Tracing crop residue N into subsequent crops: Insight from long-term crop rotations that vary in diversity

Diversified grain crop rotations have shown yield advantages, but it is unclear if this is related to improved N supply. Crop residue-N supply could be an important driver of differences observed in contrasting crop rotations. To address this, we focused on a long-term field trial near Guelph Ontario that compares different grain crop rotations and tillage practices. We hypothesized that diversified crop rotations increase the transfer of residue-derived N to subsequent crops. From 2017 to 2018, we used a ¹⁵N technique to measure N turnover in a simple corn and soybean rotation compared to a diversified rotation where winter wheat and red clover were included.
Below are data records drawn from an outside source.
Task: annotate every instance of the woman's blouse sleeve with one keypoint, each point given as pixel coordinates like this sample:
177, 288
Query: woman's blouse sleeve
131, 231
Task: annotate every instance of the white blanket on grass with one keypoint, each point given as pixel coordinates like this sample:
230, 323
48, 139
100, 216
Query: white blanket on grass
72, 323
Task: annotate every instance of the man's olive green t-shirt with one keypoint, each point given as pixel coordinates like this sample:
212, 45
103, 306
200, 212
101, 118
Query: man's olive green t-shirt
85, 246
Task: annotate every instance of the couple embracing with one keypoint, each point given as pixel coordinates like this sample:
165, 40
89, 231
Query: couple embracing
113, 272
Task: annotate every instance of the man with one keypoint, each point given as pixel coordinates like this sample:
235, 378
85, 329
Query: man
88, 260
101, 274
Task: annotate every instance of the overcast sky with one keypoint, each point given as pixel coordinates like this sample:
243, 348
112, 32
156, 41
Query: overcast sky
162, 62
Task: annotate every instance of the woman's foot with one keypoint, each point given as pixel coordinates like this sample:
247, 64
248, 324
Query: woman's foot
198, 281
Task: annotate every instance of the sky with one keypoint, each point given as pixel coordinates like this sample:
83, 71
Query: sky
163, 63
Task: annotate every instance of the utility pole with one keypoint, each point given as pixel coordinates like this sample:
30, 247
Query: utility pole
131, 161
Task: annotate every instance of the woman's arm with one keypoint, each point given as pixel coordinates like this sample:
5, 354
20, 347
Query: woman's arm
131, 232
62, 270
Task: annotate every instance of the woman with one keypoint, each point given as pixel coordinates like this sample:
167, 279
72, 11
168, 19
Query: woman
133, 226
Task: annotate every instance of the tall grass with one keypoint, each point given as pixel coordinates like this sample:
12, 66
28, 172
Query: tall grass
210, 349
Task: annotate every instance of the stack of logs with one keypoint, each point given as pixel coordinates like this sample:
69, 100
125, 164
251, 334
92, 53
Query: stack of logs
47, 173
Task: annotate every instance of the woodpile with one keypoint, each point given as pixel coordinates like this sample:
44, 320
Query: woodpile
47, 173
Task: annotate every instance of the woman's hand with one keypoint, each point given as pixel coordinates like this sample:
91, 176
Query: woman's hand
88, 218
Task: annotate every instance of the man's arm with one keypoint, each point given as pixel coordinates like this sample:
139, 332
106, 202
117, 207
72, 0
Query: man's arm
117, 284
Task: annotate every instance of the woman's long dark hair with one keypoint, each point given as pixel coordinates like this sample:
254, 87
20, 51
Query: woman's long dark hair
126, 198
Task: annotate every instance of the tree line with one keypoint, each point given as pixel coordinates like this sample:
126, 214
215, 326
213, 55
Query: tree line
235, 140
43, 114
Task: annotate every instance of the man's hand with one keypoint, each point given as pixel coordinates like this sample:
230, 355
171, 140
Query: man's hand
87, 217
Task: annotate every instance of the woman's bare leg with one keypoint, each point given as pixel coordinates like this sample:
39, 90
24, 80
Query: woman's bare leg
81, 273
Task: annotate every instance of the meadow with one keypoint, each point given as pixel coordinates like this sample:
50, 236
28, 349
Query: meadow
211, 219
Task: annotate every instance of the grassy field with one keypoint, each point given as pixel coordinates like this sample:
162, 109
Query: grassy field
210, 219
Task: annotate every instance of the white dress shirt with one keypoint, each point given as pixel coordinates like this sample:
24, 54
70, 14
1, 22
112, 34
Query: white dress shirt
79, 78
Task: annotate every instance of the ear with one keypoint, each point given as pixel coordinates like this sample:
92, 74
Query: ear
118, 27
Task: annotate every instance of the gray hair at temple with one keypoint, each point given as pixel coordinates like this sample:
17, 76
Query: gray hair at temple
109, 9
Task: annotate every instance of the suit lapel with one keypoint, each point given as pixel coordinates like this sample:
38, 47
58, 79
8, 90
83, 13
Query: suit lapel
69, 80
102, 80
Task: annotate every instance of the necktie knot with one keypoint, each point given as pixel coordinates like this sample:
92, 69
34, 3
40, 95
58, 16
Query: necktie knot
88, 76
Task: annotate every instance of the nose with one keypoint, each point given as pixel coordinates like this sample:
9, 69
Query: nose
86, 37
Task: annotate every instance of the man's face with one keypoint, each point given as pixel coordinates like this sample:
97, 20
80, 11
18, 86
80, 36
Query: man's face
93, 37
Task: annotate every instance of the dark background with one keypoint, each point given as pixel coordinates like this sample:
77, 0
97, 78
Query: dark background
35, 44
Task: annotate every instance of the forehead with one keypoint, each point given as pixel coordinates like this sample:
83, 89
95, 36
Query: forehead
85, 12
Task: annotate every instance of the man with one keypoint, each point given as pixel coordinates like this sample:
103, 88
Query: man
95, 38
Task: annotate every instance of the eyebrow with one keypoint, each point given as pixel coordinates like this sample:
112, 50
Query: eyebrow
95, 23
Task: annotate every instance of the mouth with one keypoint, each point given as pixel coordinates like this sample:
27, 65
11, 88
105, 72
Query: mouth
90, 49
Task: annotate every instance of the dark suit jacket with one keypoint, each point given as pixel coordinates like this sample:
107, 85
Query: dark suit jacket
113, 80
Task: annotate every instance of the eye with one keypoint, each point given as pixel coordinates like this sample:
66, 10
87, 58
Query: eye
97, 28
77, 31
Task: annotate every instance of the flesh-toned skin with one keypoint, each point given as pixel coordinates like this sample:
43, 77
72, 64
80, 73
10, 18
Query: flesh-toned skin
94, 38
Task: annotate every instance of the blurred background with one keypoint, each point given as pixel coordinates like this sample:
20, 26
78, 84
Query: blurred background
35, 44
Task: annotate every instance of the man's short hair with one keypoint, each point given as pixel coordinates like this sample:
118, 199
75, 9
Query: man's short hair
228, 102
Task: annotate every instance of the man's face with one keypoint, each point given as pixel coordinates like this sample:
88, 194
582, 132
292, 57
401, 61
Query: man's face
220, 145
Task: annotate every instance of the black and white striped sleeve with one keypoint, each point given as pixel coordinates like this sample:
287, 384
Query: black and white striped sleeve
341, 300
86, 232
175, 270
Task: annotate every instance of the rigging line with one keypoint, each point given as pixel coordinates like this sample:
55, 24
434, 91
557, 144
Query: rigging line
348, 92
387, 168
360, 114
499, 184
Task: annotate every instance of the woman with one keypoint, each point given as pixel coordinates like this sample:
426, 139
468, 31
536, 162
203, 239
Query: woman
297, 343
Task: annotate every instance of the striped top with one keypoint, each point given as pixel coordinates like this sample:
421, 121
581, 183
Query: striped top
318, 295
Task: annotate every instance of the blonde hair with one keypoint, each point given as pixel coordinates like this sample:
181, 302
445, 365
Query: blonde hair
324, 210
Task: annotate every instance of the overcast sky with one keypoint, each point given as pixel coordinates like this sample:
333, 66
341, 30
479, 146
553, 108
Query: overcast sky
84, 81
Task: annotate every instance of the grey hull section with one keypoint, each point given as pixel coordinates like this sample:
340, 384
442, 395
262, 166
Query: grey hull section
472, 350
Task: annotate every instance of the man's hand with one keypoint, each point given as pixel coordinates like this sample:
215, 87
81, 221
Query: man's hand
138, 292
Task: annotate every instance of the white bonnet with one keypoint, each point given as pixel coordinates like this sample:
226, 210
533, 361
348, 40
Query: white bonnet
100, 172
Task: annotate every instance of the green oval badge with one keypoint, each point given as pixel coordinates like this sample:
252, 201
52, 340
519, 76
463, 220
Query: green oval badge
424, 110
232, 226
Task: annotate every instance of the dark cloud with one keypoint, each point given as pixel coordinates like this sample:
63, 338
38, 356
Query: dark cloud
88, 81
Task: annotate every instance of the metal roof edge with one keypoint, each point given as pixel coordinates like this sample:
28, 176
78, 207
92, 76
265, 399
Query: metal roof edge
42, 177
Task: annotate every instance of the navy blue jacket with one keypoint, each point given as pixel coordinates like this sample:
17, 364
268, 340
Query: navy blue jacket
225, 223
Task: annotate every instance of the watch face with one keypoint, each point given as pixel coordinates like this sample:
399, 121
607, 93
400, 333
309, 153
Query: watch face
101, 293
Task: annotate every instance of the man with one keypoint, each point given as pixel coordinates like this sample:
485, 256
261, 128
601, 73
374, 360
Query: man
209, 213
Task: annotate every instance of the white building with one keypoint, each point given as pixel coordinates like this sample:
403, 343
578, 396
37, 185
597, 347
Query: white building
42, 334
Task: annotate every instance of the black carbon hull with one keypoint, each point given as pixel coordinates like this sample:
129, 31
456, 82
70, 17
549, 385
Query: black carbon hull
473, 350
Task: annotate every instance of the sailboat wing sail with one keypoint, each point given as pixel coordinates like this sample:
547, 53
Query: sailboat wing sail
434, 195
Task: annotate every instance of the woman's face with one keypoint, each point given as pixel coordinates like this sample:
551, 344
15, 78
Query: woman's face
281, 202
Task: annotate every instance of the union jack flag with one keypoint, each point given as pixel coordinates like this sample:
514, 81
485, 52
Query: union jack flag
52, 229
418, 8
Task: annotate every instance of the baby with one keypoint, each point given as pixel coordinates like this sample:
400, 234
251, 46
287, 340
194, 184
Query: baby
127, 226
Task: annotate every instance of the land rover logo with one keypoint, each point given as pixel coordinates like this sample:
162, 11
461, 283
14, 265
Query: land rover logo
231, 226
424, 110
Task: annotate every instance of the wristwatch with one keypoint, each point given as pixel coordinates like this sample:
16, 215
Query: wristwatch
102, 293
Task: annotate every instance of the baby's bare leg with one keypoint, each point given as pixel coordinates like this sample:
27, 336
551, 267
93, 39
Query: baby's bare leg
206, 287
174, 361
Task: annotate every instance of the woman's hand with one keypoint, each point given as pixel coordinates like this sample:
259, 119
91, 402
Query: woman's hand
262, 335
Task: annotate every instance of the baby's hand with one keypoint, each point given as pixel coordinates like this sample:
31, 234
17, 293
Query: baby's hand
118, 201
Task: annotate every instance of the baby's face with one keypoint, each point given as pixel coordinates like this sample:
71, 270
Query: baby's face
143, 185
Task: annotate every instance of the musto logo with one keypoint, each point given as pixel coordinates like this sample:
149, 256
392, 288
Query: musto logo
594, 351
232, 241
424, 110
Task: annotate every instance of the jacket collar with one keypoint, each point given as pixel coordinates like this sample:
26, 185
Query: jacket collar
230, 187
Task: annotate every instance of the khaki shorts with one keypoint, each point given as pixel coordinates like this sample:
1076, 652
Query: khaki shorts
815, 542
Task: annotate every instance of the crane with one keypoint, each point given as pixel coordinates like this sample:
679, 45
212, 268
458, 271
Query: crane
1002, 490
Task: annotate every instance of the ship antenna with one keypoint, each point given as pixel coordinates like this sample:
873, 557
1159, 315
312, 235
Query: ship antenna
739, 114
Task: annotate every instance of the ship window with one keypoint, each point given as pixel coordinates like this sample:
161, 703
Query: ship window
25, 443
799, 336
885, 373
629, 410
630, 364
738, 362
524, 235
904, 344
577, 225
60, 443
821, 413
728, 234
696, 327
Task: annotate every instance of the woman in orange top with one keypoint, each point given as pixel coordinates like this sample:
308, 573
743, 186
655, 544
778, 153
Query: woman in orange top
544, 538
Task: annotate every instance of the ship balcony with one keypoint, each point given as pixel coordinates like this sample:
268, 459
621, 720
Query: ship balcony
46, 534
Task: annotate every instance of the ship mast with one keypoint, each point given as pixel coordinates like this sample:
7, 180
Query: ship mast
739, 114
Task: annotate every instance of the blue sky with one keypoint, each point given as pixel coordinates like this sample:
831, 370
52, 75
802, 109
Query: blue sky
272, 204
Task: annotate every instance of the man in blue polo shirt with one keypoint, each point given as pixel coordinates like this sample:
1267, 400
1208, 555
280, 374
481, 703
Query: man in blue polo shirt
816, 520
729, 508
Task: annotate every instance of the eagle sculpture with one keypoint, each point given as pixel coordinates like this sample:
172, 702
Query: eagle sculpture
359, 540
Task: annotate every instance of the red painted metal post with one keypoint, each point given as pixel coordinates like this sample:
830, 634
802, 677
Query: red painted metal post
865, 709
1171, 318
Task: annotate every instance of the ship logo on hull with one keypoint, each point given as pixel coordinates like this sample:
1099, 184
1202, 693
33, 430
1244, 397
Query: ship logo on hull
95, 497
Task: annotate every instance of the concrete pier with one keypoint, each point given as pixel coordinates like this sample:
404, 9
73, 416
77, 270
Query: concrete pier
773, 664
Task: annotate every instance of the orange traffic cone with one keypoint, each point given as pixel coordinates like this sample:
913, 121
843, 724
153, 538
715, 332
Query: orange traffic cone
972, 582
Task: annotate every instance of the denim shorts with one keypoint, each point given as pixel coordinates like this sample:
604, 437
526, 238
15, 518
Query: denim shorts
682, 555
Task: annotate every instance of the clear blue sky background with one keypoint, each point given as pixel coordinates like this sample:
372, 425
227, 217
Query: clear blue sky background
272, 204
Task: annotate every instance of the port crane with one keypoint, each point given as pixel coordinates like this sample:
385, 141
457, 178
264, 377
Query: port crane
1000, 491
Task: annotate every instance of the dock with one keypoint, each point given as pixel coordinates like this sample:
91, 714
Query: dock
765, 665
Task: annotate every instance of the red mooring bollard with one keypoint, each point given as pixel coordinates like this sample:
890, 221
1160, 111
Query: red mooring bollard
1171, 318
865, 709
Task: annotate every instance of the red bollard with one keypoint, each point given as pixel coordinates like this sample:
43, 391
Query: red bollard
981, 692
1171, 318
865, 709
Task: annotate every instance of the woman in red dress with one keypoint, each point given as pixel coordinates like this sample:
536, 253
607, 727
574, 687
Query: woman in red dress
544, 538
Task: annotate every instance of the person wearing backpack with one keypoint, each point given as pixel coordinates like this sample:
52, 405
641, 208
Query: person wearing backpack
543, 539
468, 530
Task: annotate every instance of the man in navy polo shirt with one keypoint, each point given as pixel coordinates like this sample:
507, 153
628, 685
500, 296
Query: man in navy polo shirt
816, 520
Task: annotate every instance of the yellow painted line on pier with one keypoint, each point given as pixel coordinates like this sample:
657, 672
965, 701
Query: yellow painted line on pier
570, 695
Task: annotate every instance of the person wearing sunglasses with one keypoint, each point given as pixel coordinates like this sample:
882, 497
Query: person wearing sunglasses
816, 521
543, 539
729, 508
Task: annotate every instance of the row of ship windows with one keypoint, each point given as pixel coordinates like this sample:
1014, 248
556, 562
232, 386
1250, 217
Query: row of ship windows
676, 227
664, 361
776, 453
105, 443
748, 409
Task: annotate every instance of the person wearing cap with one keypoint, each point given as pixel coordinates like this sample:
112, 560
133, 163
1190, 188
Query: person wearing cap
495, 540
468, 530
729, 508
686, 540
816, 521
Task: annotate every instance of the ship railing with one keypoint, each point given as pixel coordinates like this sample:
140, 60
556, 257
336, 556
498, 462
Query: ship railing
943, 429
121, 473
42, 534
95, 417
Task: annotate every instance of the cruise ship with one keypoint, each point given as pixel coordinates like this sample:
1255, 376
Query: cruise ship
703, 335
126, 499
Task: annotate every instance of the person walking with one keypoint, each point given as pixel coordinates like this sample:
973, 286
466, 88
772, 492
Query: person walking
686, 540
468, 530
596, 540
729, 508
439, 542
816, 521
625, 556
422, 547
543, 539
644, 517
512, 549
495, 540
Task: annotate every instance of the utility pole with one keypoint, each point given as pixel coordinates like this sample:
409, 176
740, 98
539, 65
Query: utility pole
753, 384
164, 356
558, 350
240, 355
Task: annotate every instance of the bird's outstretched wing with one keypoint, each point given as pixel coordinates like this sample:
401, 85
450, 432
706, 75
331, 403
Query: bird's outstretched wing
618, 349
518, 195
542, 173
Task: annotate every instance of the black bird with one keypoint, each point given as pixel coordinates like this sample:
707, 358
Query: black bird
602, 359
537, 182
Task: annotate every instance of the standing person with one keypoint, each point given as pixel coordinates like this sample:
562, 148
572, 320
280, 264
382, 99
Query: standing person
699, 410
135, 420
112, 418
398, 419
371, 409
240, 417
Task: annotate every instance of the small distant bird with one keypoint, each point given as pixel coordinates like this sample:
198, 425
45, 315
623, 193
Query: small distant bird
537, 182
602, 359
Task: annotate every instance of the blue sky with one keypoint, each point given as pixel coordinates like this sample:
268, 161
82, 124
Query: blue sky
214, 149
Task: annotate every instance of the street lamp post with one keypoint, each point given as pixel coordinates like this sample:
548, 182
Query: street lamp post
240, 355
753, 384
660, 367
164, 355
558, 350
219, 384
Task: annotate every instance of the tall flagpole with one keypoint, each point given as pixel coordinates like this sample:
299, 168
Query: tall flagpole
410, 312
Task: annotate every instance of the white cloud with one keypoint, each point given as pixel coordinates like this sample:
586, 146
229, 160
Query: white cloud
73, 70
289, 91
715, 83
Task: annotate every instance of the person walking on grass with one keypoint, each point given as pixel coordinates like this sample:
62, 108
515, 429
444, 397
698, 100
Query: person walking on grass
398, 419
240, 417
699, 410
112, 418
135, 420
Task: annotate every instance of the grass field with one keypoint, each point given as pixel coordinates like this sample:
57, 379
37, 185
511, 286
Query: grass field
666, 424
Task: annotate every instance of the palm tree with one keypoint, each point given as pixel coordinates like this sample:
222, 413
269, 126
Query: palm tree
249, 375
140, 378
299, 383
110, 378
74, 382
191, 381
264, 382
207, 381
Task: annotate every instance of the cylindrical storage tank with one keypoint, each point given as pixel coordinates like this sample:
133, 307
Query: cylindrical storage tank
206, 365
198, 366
Although crop yields were greater in the diverse vs. simple rotation, the long-term rotation had no impact on crop residue N turnover to the subsequent crop—a finding that did not support our hypothesis. The recovery of above- plus below-ground residual-N by the subsequent crops varied by crop type and sequence: 9.7–13.5% of corn residue-N was recovered in the soybean seed, 26 % of soybean residue-N was recovered in the corn grain, and 30 % of winter wheat/red clover residue-N was recovered in the corn grain. Below-ground residue-N recoveries in subsequent grain or seed were 4- to 10-times greater than above-ground residues; in terms of the total contribution, below-ground residue-N supplied 8- to 18-times more N than above-ground residues. Indigenous soil N or fixed N were principal contributors to crop N uptake; more so than the crop residues or fertilizer combined. At this site, an accumulated legacy of N fertilizer applications is likely responsible for building a soil N reservoir for crop production, explaining yield benefits observed by diversifying the rotation—but also masking any effect that diversification may have on residue-N turnover and subsequent crop N uptake. To improve N use efficiency, diversifying crop rotations should be accompanied with reduced N fertilizer applications, and better account for below-ground residual N pools as well as legume N inputs.